Urgent youth statement calling for halt in plans to obtain soil published online: “Support for Gushiken’s hunger strike”

Urgent youth statement calling for halt in plans to obtain soil published online: “Support for Gushiken’s hunger strike”

The urgent statement released by young people to support Takamatsu Gushiken’s hunger strike.

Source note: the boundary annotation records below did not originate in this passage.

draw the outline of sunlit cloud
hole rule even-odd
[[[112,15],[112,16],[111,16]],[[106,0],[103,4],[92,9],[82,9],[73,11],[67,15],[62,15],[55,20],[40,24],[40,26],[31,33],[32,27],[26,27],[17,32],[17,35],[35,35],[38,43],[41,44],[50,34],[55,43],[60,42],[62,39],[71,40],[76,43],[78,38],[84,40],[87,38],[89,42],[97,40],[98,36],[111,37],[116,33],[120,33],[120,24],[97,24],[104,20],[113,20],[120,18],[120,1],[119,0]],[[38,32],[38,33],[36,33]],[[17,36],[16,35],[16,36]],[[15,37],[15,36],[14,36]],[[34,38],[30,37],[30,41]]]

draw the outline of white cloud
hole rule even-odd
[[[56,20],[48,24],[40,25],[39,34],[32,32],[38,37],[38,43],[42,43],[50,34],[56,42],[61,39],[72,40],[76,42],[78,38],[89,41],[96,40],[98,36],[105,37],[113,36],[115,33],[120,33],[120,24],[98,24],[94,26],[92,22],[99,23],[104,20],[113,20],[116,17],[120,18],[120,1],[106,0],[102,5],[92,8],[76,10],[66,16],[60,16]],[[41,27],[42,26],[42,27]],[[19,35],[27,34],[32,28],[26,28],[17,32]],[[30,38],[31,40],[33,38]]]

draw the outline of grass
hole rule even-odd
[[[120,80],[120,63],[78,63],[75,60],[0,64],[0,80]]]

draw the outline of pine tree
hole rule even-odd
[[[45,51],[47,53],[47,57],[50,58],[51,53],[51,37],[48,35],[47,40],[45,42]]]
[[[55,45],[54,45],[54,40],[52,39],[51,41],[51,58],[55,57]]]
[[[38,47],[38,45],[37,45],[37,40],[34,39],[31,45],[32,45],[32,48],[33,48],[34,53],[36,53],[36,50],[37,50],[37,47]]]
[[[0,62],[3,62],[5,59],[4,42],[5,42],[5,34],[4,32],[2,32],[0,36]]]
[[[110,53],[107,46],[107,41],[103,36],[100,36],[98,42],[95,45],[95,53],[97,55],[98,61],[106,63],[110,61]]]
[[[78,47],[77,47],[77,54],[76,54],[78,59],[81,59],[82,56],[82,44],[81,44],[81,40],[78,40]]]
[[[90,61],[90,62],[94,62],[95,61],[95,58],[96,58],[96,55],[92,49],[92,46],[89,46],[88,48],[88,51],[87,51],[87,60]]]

March 10, 2021 Ryukyu Shimpo

 

On March 6, an urgent youth statement in support of Takamatsu Gushiken’s hunger strike and calling on the Japanese government to halt plans to obtain soil from the southern part of Okinawa Island was published online by a group of young people in their twenties both in and outside of Okinawa prefecture. Gushiken is a representative of the Gamafuya, a group of volunteers who search for the remains of war dead from the Battle of Okinawa. Gushiken went on a hunger strike to call on the government to abandon its plans of obtaining soil from the southern part of Okinawa Island, where there are remains of the war dead, for use in the construction of the new military base at Henoko. People who support the youth statement can add their signature at the site where the statement was posted. As of March 9, 60 students and other young people in and outside of Okinawa had added their signatures.

 

Six individuals have signed on as promoters of the statement, including Jinshiro Motoyama, former representative of the Henoko Kenmin Tohyo no Kai (the Group for the Henoko Prefectural Referendum) and a doctoral student at Hitotsubashi University’s Graduate School of Law, and Yuto Ishikawa, a fourth-year student at Okinawa International University who is working to record and inherit the legacy of the Battle of Okinawa. Two-thirds of supporters are young people outside of Okinawa.

 

The statement calls on the Japanese government and other groups to halt plans to obtain soil from the southern part of Okinawa Island, and for the governor of Okinawa to halt plans and consider placing limitations on such activity. The statement further asserts that the issue relates to how Japan has dealt with the aftermath of the war, and to democracy itself, and thus that every single person in Japan should learn about and discuss the issue with the awareness that it directly concerns them.

 

Keigo Nishio, from Ibaraki, Osaka, is also among the statement promoters. He supports the work of those gathering the remains of the dead from the Battle of Okinawa, and proposed the idea of publishing the statement. He spoke with Ishikawa, who he met through work related to peace education, and made the statement a reality. Nishio says, “I saw how Mr. Gushiken was risking his life to bring attention to this problem, and was very moved. I wanted to figure out what I could do as someone from the main islands of Japan. I wanted to answer his call.” Ishikawa says, “My goal is for more people to understand the feelings of the bereaved, and to create a space where Okinawans and people from the rest of Japan can think about these issues together.” They plan to host a talk on Zoom in the near future.